Dikutip dari Medical News Today, Manchester Centre for Audiology and Deafness (ManCAD) sempat menemukan pengaruh infeksi COVID-19 pada sistem pendengaran dan keseimbangan. Maka itu pada beberapa kasus, selain tinitus, pasien pula mengeluhkan sensasi berputar atau vertigo.


"Penting untuk segera dilakukan studi klinis dan diagnostik secara hati-hati perihal efek jangka panjang COVID-19 pada sistem pendengaran," ujar profesor audiologi di ManCAD, Kevin Munro, dikutip dari Medical News Today, Selasa (6/5/2021).


Hingga kini, penelitian oleh Kevin Munro terkait efek infeksi COVID-19 pada sistem pendengaran masih berlangsung.


Pasalnya menurut Munro, tak tertutup kemungkinan keluhan tinitus ini sebenarnya bukan disebabkan COVID-19, melainkan gaya hidup yang sudah berlangsung lama sebelum terinfeksi COVID-19.


Kemungkinan lainnya, gangguan keseimbangan adalah efek samping dari pengobatan dan perawatan medis yang intens.


"Selama beberapa bulan terakhir, saya menerima email dari banyak orang yang melaporkan perubahan pendengaran setelah terkena COVID-19. Meski mengkhawatirkan, diperlukan kehati-hatian karena belum ada kejelasan apakah gejala ini disebabkan COVID-19," ujarnya.

https://maymovie98.com/movies/the-human-comedy-2/


Mohon Maaf, Vaksinasi Corona untuk Pendamping Lansia Baru untuk Kota Besar


Kementerian Kesehatan menegaskan pendamping vaksinasi lansia yang bukan anggota keluarga juga bisa ikut mendapat vaksin Corona. Juru bicara vaksinasi COVID-19 Kemenkes RI dr Siti Nadia Tarmizi menyebut hal ini demi mempercepat proses vaksinasi pada usia lanjut, di atas 59 tahun.
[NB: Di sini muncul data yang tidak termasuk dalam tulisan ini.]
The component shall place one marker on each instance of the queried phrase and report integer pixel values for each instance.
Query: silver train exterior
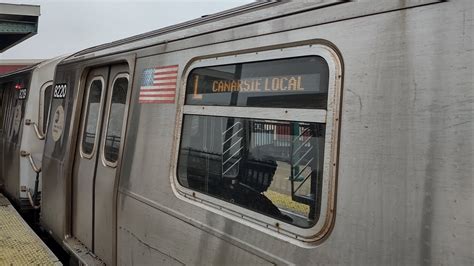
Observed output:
(25, 100)
(172, 148)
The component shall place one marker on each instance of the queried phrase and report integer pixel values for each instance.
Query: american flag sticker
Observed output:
(159, 85)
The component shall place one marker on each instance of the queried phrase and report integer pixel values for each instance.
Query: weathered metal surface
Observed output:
(16, 170)
(404, 190)
(19, 245)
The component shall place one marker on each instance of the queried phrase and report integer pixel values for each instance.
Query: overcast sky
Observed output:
(67, 26)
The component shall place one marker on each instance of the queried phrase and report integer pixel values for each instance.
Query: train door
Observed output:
(97, 154)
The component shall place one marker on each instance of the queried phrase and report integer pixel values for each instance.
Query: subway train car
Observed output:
(25, 98)
(292, 132)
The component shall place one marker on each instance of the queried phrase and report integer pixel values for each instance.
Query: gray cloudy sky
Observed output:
(70, 25)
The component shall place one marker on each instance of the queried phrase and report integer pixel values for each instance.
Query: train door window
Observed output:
(259, 136)
(116, 119)
(47, 97)
(90, 132)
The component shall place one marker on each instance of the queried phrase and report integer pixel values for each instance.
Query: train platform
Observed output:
(19, 244)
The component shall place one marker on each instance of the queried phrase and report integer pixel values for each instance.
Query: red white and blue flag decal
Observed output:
(159, 85)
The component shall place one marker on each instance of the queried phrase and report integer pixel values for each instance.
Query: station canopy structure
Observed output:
(17, 23)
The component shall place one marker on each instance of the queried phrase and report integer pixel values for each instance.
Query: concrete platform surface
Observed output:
(19, 244)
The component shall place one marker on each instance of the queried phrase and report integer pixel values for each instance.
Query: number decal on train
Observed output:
(60, 91)
(22, 94)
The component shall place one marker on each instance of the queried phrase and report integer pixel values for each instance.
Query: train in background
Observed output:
(25, 98)
(330, 132)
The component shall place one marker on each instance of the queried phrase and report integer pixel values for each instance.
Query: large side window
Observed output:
(116, 121)
(254, 135)
(92, 116)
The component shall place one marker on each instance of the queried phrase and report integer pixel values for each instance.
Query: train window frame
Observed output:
(330, 117)
(104, 160)
(41, 115)
(84, 119)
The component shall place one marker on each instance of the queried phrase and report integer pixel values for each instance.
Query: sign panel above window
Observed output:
(300, 82)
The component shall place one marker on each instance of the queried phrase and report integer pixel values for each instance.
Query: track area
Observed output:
(19, 245)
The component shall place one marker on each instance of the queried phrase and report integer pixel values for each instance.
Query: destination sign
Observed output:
(292, 83)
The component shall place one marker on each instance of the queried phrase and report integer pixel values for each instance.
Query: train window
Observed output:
(251, 162)
(259, 135)
(116, 121)
(47, 98)
(92, 116)
(288, 83)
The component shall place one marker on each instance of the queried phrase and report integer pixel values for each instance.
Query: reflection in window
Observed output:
(272, 167)
(93, 109)
(115, 124)
(47, 98)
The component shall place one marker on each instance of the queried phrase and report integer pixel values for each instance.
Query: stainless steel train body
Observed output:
(189, 145)
(25, 99)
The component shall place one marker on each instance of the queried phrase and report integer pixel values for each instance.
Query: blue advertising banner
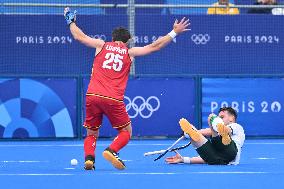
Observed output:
(43, 44)
(155, 106)
(38, 108)
(243, 44)
(259, 102)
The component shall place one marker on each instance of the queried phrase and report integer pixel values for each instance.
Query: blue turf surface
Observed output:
(47, 165)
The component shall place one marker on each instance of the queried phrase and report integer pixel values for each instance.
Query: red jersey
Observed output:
(111, 68)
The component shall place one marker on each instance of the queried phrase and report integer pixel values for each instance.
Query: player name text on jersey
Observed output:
(116, 49)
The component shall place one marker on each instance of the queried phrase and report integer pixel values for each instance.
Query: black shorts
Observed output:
(214, 152)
"Yang bukan keluarganya pun bisa dibawa, kalau memang ada tetangga yang kita kenal dan memang niat kita membantu, saling membantu untuk sama-sama mengakhiri pandemi COVID-19, membantu lansia sekitar kita silahkan," beber dr Nadia dalam webinar FMB9ID_IKP, Selasa (6/4/2021).
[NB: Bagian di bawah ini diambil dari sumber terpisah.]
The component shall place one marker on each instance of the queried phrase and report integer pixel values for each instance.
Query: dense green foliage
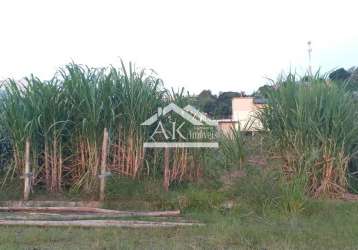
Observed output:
(312, 124)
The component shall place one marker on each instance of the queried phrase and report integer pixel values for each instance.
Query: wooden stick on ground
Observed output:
(103, 165)
(166, 169)
(27, 171)
(90, 210)
(98, 223)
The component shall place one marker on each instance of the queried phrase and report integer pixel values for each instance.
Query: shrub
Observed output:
(312, 124)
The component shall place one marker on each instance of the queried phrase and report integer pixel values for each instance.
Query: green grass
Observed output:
(329, 225)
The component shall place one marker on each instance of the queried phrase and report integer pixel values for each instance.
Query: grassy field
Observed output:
(326, 225)
(256, 219)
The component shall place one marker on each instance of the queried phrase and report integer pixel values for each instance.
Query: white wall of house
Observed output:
(244, 111)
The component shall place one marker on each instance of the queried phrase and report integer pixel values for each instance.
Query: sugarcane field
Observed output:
(181, 125)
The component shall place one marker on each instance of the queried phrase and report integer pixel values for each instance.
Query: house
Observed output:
(244, 114)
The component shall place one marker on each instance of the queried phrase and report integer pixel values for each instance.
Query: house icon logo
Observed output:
(189, 129)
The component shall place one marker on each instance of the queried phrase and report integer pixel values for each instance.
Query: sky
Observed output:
(219, 45)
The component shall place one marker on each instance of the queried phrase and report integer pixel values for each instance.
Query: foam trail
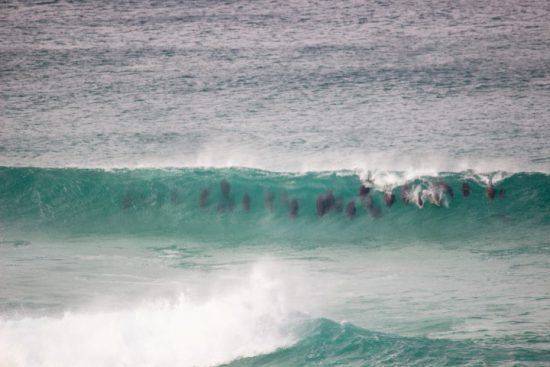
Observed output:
(248, 320)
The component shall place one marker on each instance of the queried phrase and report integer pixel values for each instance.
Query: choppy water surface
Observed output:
(119, 122)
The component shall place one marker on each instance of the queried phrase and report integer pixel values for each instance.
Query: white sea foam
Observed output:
(249, 319)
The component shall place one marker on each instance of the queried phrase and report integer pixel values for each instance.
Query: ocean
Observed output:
(263, 183)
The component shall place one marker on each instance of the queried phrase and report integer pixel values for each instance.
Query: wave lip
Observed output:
(171, 202)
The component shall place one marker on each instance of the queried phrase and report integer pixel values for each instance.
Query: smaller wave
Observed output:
(250, 319)
(328, 343)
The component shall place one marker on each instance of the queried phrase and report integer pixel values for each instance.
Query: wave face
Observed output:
(329, 343)
(167, 202)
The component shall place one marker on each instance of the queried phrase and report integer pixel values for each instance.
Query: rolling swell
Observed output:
(154, 201)
(327, 343)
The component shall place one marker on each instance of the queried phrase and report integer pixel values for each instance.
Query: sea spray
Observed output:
(246, 318)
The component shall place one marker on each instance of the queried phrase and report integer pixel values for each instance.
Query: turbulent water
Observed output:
(180, 183)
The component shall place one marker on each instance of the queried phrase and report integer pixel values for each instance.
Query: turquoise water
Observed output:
(121, 125)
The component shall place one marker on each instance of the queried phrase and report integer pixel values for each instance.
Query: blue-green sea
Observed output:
(269, 183)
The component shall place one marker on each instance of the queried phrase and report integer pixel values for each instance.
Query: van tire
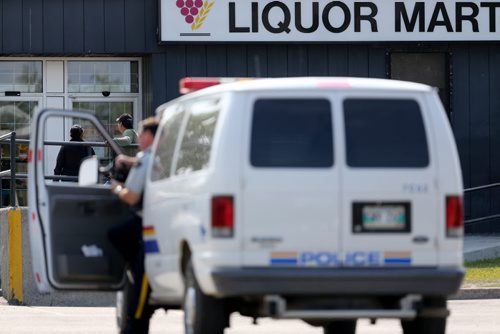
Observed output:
(202, 314)
(340, 327)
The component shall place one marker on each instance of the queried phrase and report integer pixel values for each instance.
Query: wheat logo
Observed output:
(194, 11)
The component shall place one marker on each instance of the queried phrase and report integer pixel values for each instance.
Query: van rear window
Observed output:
(292, 133)
(385, 133)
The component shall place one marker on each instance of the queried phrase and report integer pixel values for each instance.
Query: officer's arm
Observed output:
(129, 197)
(125, 194)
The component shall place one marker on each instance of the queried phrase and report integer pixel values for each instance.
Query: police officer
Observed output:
(127, 236)
(128, 137)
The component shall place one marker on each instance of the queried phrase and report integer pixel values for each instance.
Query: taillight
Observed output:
(454, 217)
(222, 217)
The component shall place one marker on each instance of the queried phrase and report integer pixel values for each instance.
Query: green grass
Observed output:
(482, 274)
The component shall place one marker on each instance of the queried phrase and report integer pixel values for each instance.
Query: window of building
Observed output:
(103, 76)
(429, 68)
(292, 133)
(21, 76)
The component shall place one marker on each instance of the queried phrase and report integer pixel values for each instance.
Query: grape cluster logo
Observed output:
(194, 11)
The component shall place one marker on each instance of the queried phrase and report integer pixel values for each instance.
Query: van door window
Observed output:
(194, 153)
(166, 143)
(292, 133)
(385, 133)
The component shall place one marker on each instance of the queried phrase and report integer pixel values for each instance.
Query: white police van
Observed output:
(322, 199)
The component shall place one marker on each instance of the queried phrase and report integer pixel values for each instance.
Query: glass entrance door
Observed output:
(107, 111)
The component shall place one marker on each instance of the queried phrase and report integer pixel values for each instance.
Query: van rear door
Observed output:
(389, 203)
(291, 181)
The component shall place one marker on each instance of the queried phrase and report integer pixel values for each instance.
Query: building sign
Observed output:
(328, 21)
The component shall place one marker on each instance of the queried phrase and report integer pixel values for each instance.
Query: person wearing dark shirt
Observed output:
(70, 157)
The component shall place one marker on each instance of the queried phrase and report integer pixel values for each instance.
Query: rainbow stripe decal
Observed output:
(150, 243)
(284, 258)
(397, 258)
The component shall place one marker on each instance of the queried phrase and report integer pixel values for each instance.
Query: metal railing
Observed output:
(484, 218)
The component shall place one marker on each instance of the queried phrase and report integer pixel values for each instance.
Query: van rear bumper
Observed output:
(336, 281)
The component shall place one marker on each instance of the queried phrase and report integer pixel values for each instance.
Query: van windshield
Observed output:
(292, 133)
(385, 133)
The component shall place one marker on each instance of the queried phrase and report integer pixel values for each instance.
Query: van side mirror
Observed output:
(89, 171)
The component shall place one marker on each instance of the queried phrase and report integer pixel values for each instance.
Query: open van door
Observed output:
(70, 220)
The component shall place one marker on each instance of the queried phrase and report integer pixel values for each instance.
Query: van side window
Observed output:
(292, 133)
(385, 133)
(196, 145)
(166, 144)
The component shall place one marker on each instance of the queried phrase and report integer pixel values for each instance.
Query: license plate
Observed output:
(384, 217)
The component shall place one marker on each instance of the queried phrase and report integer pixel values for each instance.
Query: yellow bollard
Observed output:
(15, 256)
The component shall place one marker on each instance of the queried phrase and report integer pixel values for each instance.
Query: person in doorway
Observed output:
(125, 124)
(69, 158)
(127, 236)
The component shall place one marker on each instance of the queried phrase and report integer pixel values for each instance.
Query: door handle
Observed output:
(88, 208)
(420, 239)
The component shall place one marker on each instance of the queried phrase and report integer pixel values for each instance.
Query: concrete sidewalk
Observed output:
(481, 247)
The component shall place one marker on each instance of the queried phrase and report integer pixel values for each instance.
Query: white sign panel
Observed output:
(328, 21)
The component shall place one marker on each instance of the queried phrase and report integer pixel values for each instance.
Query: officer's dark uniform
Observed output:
(127, 238)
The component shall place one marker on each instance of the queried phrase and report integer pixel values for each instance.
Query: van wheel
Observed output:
(424, 326)
(202, 314)
(427, 324)
(340, 327)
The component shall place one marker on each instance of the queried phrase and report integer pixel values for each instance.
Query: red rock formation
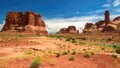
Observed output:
(69, 30)
(88, 25)
(107, 18)
(100, 24)
(29, 22)
(13, 19)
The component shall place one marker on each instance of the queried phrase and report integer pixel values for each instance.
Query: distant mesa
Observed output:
(28, 22)
(103, 25)
(70, 30)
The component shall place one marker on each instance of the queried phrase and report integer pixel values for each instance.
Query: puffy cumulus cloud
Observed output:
(116, 3)
(106, 5)
(98, 11)
(1, 25)
(55, 24)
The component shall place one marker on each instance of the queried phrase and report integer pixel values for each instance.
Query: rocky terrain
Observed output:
(104, 25)
(69, 30)
(25, 43)
(28, 22)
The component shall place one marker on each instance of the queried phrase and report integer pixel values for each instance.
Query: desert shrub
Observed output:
(114, 56)
(74, 52)
(36, 62)
(118, 50)
(65, 53)
(86, 54)
(72, 57)
(58, 54)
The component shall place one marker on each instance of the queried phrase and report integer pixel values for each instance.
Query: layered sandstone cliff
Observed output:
(69, 30)
(103, 25)
(28, 22)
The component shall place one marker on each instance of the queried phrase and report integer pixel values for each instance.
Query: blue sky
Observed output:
(61, 13)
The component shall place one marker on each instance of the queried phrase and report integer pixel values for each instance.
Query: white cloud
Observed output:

Namun, dr Nadia mengingatkan pendamping vaksinasi lansia tak lupa untuk kembali mendampingi mereka di penyuntikan vaksin Corona dosis kedua. Adakah perbedaan persyaratan bagi pendamping vaksinasi lansia?
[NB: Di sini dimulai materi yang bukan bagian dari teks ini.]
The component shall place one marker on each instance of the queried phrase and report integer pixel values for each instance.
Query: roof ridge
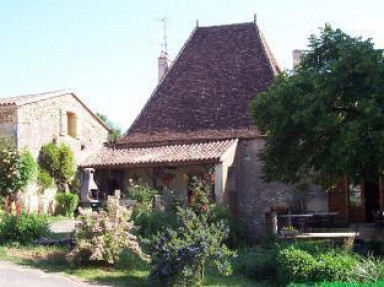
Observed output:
(229, 25)
(160, 83)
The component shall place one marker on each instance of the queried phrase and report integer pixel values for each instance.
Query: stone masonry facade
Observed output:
(253, 200)
(34, 124)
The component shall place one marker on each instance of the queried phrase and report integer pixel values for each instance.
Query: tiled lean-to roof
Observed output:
(207, 152)
(209, 88)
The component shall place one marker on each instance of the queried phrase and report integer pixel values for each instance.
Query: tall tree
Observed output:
(327, 118)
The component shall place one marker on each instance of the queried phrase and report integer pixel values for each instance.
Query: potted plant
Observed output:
(288, 231)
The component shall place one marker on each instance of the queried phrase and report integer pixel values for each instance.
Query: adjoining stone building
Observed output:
(198, 119)
(31, 121)
(61, 117)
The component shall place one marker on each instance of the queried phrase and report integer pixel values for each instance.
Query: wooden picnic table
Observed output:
(321, 219)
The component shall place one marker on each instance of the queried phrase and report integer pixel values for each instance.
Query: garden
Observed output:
(201, 244)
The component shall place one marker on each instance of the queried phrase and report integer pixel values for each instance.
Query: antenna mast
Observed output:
(165, 43)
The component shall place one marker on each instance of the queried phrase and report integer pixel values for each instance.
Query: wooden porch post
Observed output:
(381, 191)
(347, 198)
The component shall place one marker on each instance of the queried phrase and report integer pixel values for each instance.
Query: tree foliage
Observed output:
(326, 118)
(16, 168)
(58, 162)
(115, 129)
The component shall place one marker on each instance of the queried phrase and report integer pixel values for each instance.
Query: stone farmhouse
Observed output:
(34, 120)
(197, 120)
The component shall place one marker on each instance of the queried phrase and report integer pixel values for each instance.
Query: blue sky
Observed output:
(106, 51)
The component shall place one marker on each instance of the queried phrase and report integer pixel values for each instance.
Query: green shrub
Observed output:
(237, 237)
(44, 180)
(296, 265)
(370, 269)
(152, 222)
(143, 194)
(101, 238)
(326, 265)
(66, 203)
(58, 161)
(179, 256)
(256, 264)
(23, 229)
(16, 168)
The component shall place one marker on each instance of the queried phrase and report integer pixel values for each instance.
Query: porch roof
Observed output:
(187, 153)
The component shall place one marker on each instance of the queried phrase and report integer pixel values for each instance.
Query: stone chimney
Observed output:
(162, 65)
(296, 57)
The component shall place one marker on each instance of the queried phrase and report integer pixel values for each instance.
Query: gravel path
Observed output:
(15, 276)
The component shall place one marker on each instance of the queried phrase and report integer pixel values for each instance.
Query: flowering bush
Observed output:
(101, 237)
(23, 229)
(179, 255)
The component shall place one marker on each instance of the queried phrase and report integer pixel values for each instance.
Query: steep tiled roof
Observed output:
(208, 152)
(33, 98)
(207, 91)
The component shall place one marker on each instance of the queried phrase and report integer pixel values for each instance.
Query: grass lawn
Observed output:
(131, 271)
Persyaratan pendamping vaksinasi di proses registrasi setiap sentra vaksinasi disebut dr Nadia tak jauh berbeda. Namun, pendamping vaksinasi disebutnya harus memiliki KTP sesuai dengan tempat domisili saat ini.


"Harus melalui proses registrasi, jadi silahkan untuk registrasi lansia. sementara untuk pengantar akan diregistrasi pada saat kedatangan. Kalau untuk pengantar KTP-nya harus ada sesuai dengan KTP domisili," kata dr Nadia.